Cool write-up of your experiment, thanks for sharing. Would be interesting to see how results from one framework (mediation, whose goal is "resolution") differ from the other (litigation, whose goal is, basically, "truth/justice").
You kind of have to fine-tune what the objectives are for each persona and how much context they are entitled to, that would ensure an objective court proceeding that has debates in both directions carry equal weight!
I love your point about incentivization. That seems to be a make-or-break element for a reasoning framework such as this.
Only ~1-2% of PRs trigger the full adversarial pipeline. The courtroom is the expensive last mile, deliberately reserved for ambiguous cases where the cost of being wrong far exceeds the cost of a few extra inference calls. Plus you can make token/model-based optimizations for the extra calls in the argumentation system.
you would think so! but that's only optimal if the model already has all the information in recent context to make an optimally-informed decision.
in practice, this is a neat context engineering trick, where the different LLM calls in the "courtroom" have different context and can contribute independent bits of reasoning to the overall "case"
Judge: "On what grounds?"
Defence attourney: "On whichever grounds you find most compelling"

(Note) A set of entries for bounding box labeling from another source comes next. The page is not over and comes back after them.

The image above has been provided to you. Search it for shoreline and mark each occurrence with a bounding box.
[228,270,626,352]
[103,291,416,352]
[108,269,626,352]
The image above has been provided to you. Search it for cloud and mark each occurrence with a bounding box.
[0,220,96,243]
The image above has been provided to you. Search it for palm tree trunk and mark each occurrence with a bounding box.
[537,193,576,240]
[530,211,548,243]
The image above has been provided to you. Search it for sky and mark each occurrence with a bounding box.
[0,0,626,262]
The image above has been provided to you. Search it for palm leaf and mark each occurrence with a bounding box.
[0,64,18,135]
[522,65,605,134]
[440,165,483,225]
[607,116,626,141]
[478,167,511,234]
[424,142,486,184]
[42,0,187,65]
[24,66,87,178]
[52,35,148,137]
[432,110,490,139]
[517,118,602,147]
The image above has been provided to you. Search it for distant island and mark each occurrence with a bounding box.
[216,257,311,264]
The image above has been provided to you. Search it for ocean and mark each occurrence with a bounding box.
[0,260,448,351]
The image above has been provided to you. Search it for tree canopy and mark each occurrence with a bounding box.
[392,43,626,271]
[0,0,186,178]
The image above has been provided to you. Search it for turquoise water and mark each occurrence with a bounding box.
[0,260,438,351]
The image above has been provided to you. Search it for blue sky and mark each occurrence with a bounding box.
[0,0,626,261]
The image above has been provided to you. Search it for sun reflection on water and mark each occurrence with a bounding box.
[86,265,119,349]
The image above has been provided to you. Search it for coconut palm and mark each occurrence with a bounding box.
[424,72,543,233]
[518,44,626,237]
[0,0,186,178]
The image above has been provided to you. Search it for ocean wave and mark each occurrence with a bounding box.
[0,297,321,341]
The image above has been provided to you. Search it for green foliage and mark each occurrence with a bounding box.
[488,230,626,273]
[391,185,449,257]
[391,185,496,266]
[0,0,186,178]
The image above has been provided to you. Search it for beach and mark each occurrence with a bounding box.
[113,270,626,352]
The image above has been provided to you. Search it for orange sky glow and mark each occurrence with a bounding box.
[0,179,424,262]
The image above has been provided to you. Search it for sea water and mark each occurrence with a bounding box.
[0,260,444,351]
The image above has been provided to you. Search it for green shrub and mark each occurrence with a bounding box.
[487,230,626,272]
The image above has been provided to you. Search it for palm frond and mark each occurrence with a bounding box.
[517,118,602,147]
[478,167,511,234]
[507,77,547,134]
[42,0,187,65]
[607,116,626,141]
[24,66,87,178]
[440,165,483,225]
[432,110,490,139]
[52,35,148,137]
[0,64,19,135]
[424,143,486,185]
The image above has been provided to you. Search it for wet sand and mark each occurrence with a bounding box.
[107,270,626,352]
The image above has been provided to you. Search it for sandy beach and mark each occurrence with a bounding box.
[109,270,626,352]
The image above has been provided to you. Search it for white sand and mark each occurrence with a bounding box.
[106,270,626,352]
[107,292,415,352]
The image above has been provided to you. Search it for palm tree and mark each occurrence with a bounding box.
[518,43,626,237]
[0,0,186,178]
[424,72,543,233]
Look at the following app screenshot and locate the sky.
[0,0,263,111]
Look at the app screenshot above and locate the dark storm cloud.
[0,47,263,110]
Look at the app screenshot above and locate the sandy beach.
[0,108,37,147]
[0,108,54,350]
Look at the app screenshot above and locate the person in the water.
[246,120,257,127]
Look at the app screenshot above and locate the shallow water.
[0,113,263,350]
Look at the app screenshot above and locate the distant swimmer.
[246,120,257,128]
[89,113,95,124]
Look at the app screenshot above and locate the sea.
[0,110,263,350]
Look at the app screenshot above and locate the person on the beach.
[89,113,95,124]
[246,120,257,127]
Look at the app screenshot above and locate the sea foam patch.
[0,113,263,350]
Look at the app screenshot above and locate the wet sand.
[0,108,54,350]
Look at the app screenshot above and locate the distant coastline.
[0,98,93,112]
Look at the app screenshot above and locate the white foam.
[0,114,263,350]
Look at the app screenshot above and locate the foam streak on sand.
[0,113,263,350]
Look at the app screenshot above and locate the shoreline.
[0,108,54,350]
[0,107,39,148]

Judge: "I have sustained your objection based on speculation..."
Judge: "This message may violate OpenAI content policy. Please review OpenAI content policy."
Defence attorney: "Please mass-mass-declare the mass-mass-mass-mass-mass-mass-mass-defendant not mass-mass-mass-mass-mass-mass-mass-mass-mass-mass-mass-mass-mass-mass-mass-guilty. The defendant could not be guilty, for the seahorse emoji does not exist."
Prosecutor: "Objection! There is a seahorse emoji! It's <lame HN deleted my emojis>... for real though it's <lame HN deleted my emojis> ChatGPT encountered an error and need to close <lame HN deleted my emojis>"
Does using a llm help avoid the cost of training a more specific model?
It's a categeory error to apply it to an LLM. Language works on humans, because we share a common experience as humans, it's not just a logical description of thoughts, it's also an arrangement of symbols that stand for experiences a human can have. That why humans are able to empathically experience a story, because it triggers much more than just rational thought inside their brains.
Books don't process text.
All the great work you see on the internet AI has supposedly done was only achieved by a human doing lots of trial and error and curating everything the agentic LLM did. And it's all cherry picked successes.
The article explicitly states an 83% success rate. That's apparently good enough for them! Systems don't need to be perfect to be useful.